Die Genetik der Katze

  • Die Vorgänge der Vererbung

  • Kopien und Mutation

  • Allele

  • Dominante und rezessive Merkmale

  • Das Mendelsche Vererbungsmuster

Die Vorgänge der Vererbung
Insgesamt ist das genetische System der Vererbung ein ziemlich komplexer Vorgang, doch lässt sich das Prinzip der Vererbung einzelner Merkmale relativ leicht nachvollziehen. Die Gene, die in jeder einzelnen Körperzelle vorhanden sind, tragen alle wichtigen Informationen und die Vererbung dieser Informationen geschieht nach einem logischen mathematischen Prinzip.

Die Vererbungslehre wurde zum ersten Mal wissenschaftlich von Gregor Mendel (1822-1884) untersucht. Dieser kreuzte verschiedene Erbsen und stellte anhand genauster Beobachtungen fest, dass die elterlichen Merkmale zum Teil dominant und zum anderen Teil rezessiv vererbt werden. Dominante Merkmale setzen sich in der Vererbung durch und unterdrücken die rezessiven. Erst, wenn zwei rezessive Merkmale im Vererbungsprozess aufeinandertreffen, setzten sich diese durch.

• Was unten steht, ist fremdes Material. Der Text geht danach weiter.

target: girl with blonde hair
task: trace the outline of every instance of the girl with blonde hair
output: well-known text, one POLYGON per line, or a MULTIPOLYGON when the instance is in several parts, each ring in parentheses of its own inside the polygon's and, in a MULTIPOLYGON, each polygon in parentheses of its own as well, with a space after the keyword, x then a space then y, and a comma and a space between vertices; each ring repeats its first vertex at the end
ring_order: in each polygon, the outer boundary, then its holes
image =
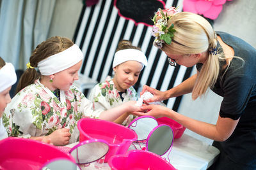
POLYGON ((223 99, 215 125, 161 106, 143 106, 150 111, 138 114, 169 117, 213 139, 221 153, 212 169, 255 169, 256 50, 237 37, 214 32, 205 18, 192 13, 171 8, 158 11, 153 20, 154 45, 166 53, 170 64, 196 66, 197 73, 165 92, 144 86, 141 94, 154 94, 147 102, 191 92, 195 100, 208 88, 223 99))

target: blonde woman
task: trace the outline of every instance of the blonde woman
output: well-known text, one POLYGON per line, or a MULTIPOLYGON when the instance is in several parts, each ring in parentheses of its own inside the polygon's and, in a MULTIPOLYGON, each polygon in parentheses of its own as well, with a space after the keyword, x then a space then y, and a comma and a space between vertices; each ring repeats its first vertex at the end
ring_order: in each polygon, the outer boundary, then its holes
POLYGON ((223 97, 215 125, 185 117, 161 106, 142 107, 155 117, 167 117, 214 140, 221 152, 212 169, 256 169, 256 50, 243 40, 214 32, 203 17, 174 8, 154 18, 154 45, 164 52, 172 66, 196 66, 197 73, 165 92, 144 86, 154 94, 147 102, 192 93, 204 96, 208 87, 223 97), (166 29, 163 25, 166 26, 166 29))

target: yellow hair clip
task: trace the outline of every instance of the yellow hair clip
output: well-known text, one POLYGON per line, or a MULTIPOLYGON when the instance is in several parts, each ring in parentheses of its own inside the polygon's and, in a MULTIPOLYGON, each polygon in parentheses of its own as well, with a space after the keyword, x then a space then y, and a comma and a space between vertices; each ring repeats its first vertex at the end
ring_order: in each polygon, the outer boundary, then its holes
POLYGON ((30 62, 28 62, 28 64, 27 64, 27 69, 33 69, 34 67, 32 67, 31 66, 30 66, 30 62))

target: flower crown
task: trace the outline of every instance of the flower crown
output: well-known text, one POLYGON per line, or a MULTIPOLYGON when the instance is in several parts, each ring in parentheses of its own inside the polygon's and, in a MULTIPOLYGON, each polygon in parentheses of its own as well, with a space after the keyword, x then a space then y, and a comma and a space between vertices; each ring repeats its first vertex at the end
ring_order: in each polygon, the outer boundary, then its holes
POLYGON ((152 19, 154 24, 152 35, 156 37, 153 45, 158 48, 161 48, 163 43, 171 44, 172 38, 174 36, 174 32, 176 31, 173 28, 173 24, 167 28, 168 21, 177 12, 175 7, 166 10, 159 8, 152 19))

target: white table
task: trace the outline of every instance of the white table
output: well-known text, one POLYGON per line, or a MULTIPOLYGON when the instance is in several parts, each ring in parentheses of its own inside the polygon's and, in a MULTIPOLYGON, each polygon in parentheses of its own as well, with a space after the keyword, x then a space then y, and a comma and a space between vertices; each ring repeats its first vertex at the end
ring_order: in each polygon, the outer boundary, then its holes
MULTIPOLYGON (((76 144, 77 143, 67 146, 72 147, 76 144)), ((132 149, 134 146, 131 145, 129 150, 132 149)), ((180 138, 174 139, 169 158, 172 165, 179 170, 204 170, 212 164, 219 153, 220 151, 216 148, 184 134, 180 138)), ((162 157, 168 160, 167 155, 168 153, 162 157)), ((81 169, 99 169, 95 167, 95 164, 93 163, 88 167, 83 166, 81 169)), ((101 166, 100 169, 110 169, 107 163, 101 166)))

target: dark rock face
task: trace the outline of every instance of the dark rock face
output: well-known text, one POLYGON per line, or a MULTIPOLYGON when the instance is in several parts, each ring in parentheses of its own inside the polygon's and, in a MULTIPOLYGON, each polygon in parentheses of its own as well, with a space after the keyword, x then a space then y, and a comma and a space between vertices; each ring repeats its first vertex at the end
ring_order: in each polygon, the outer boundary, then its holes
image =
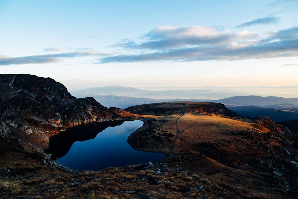
POLYGON ((126 113, 93 98, 77 99, 51 78, 0 74, 0 135, 19 138, 25 148, 46 148, 49 138, 67 128, 123 120, 126 113))
POLYGON ((226 116, 239 117, 238 114, 219 103, 179 102, 155 103, 130 107, 125 109, 136 114, 151 115, 167 115, 188 111, 220 114, 226 116))

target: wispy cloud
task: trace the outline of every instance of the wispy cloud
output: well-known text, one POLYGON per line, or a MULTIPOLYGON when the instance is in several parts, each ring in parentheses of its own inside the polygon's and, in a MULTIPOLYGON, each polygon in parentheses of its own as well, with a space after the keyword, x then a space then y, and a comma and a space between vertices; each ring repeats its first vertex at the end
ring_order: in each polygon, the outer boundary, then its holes
POLYGON ((60 50, 60 49, 57 48, 51 47, 44 49, 44 51, 45 52, 48 51, 59 51, 60 50))
POLYGON ((283 66, 298 66, 298 64, 284 64, 283 65, 283 66))
POLYGON ((60 54, 13 57, 0 55, 0 65, 27 64, 45 64, 61 61, 60 58, 89 56, 108 56, 109 54, 91 51, 78 51, 60 54))
POLYGON ((237 26, 236 27, 242 28, 255 25, 277 24, 279 20, 279 18, 276 17, 267 17, 263 18, 258 18, 256 19, 250 20, 248 21, 237 26))
POLYGON ((265 36, 248 31, 233 33, 214 27, 154 29, 142 42, 126 40, 114 45, 134 54, 103 57, 99 63, 236 60, 298 56, 298 27, 268 32, 265 36))

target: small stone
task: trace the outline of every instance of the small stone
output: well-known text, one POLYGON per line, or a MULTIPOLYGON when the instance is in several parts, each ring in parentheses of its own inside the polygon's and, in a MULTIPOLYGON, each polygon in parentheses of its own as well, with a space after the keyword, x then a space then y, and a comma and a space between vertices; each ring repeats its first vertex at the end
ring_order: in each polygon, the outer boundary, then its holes
POLYGON ((74 185, 76 185, 79 183, 80 183, 79 182, 75 182, 74 183, 72 184, 72 186, 74 186, 74 185))
POLYGON ((282 173, 281 173, 280 172, 279 172, 278 171, 273 171, 273 173, 279 176, 282 177, 283 175, 283 174, 282 173))
POLYGON ((153 164, 152 162, 148 162, 147 163, 147 166, 145 167, 145 169, 148 169, 149 167, 152 166, 153 164))
POLYGON ((197 189, 196 188, 191 188, 190 189, 195 190, 196 191, 198 191, 200 192, 202 192, 202 190, 199 189, 197 189))

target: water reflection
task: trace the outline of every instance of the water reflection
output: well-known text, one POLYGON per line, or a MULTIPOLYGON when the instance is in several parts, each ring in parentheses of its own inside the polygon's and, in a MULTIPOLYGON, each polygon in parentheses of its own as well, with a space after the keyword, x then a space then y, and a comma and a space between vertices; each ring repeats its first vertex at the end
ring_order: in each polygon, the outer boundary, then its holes
POLYGON ((158 161, 165 155, 137 151, 126 141, 143 125, 142 121, 135 121, 74 127, 51 137, 45 152, 62 164, 80 169, 100 170, 158 161))

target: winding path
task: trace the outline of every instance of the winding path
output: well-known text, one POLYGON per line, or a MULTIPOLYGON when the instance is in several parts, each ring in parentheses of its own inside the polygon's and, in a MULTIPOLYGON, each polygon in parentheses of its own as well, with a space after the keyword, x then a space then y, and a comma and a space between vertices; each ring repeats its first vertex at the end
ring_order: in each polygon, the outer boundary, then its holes
POLYGON ((177 140, 177 138, 180 138, 180 135, 179 134, 181 132, 181 131, 180 130, 180 129, 179 129, 179 128, 178 126, 178 120, 184 115, 184 113, 182 113, 182 115, 177 118, 177 119, 176 120, 176 126, 177 128, 177 129, 176 130, 176 137, 175 137, 175 138, 173 140, 173 141, 172 142, 172 144, 170 146, 170 148, 172 149, 172 152, 174 152, 174 147, 175 146, 175 143, 176 142, 176 141, 177 140))

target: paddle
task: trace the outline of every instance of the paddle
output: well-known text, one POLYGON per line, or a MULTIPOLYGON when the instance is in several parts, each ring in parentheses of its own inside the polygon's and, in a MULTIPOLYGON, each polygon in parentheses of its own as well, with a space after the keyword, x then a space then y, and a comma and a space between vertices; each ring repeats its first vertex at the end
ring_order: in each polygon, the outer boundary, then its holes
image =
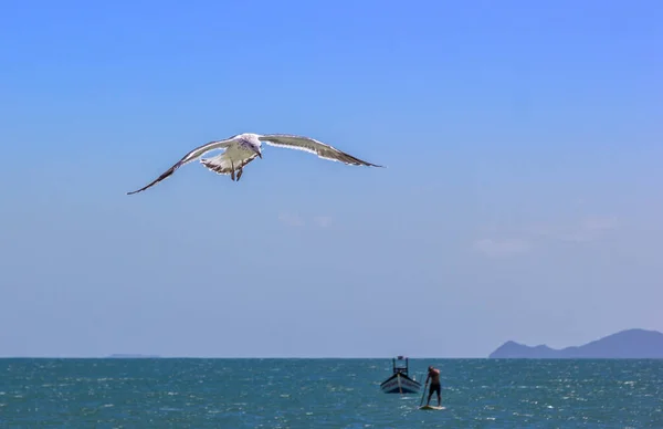
POLYGON ((419 407, 420 408, 423 405, 423 397, 425 395, 425 388, 428 387, 428 380, 429 380, 429 377, 427 376, 425 377, 425 384, 423 385, 423 391, 421 393, 421 401, 419 402, 419 407))

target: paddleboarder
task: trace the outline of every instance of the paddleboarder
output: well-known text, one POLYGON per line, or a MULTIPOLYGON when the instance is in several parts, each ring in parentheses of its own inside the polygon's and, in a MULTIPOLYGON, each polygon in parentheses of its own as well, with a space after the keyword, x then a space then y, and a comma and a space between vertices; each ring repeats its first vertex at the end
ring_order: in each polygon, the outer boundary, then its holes
POLYGON ((432 365, 429 366, 429 375, 428 377, 425 377, 427 384, 429 379, 431 380, 431 386, 429 387, 429 400, 425 402, 425 405, 430 405, 433 393, 438 393, 438 407, 440 407, 442 406, 442 386, 440 385, 440 369, 434 368, 432 365))

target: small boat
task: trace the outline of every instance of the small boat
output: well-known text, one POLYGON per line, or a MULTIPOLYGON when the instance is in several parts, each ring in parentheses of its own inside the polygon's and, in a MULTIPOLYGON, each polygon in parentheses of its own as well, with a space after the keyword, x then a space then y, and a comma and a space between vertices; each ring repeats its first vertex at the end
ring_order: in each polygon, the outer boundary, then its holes
POLYGON ((385 394, 417 394, 421 389, 421 383, 408 375, 409 360, 407 357, 399 356, 398 359, 391 359, 393 374, 380 385, 380 390, 385 394), (404 366, 402 365, 404 362, 404 366), (400 365, 397 365, 400 364, 400 365))

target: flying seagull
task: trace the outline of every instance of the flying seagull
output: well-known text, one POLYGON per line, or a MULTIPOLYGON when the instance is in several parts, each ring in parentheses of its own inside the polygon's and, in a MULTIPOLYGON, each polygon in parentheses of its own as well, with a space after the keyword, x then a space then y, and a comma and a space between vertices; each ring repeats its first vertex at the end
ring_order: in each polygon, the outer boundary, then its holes
POLYGON ((382 167, 376 164, 370 164, 359 158, 355 158, 345 151, 338 150, 335 147, 320 143, 309 137, 293 136, 287 134, 253 134, 244 133, 229 137, 224 140, 214 140, 206 145, 197 147, 182 157, 177 164, 170 167, 161 176, 156 178, 149 185, 137 189, 127 195, 137 193, 157 185, 159 181, 171 176, 175 170, 199 159, 201 156, 211 150, 224 149, 220 155, 211 158, 200 158, 200 163, 210 170, 219 175, 230 175, 231 180, 239 181, 242 177, 244 167, 254 160, 256 157, 262 159, 262 142, 270 146, 286 147, 288 149, 304 150, 315 154, 320 158, 333 161, 340 161, 354 166, 382 167))

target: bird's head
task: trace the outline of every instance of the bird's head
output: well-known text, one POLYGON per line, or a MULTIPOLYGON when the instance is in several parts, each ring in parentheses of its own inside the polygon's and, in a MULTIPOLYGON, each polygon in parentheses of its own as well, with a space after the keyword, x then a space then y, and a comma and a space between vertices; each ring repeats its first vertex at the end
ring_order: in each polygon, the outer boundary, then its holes
POLYGON ((262 159, 262 142, 260 139, 257 139, 257 137, 255 137, 255 138, 250 138, 249 143, 250 143, 253 151, 255 151, 255 154, 262 159))
POLYGON ((257 154, 260 159, 262 159, 262 143, 257 142, 257 145, 253 145, 253 150, 257 154))

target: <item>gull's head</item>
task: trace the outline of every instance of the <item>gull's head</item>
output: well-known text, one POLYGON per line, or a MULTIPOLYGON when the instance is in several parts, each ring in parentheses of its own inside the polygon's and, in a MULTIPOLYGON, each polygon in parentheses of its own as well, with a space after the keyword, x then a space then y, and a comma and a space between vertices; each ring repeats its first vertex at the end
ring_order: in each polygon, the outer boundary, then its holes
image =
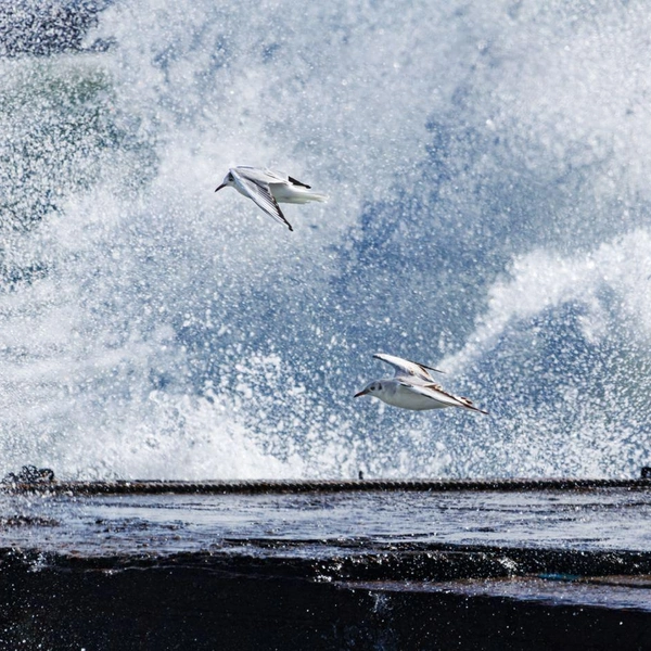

1953 entdeckten Watson und Crick das Model der DNS. Sie erforschten die genaue Strukturanordnungen der Gene und Vererbungsmerkmale und machten so den entscheidenen Schritt in der Entwicklung und Erforschung der DNA möglich.

Jede Körperzelle der Katze enthält einen Zellkern, in dem 38 Chromosomen paarweise angeordnet sind. Jedes Chromosom besitzt die Form einer eng gewundenen Spirale aus Desoxyribonukleinsäure - der von Watson und Crick entdeckten sogenannten Doppelhelix. Diese Helix besteht aus Tausenden von Genen, die wie Perlen hintereinander aufgereiht sind. Jedes dieser Gene besteht aus den vier Proteinen A, T, C und G (Adenin, Thymin, Cytosin, Guanin), die gemeinsam die Informationen für alle Aspekte eines Katzenlebens beitragen.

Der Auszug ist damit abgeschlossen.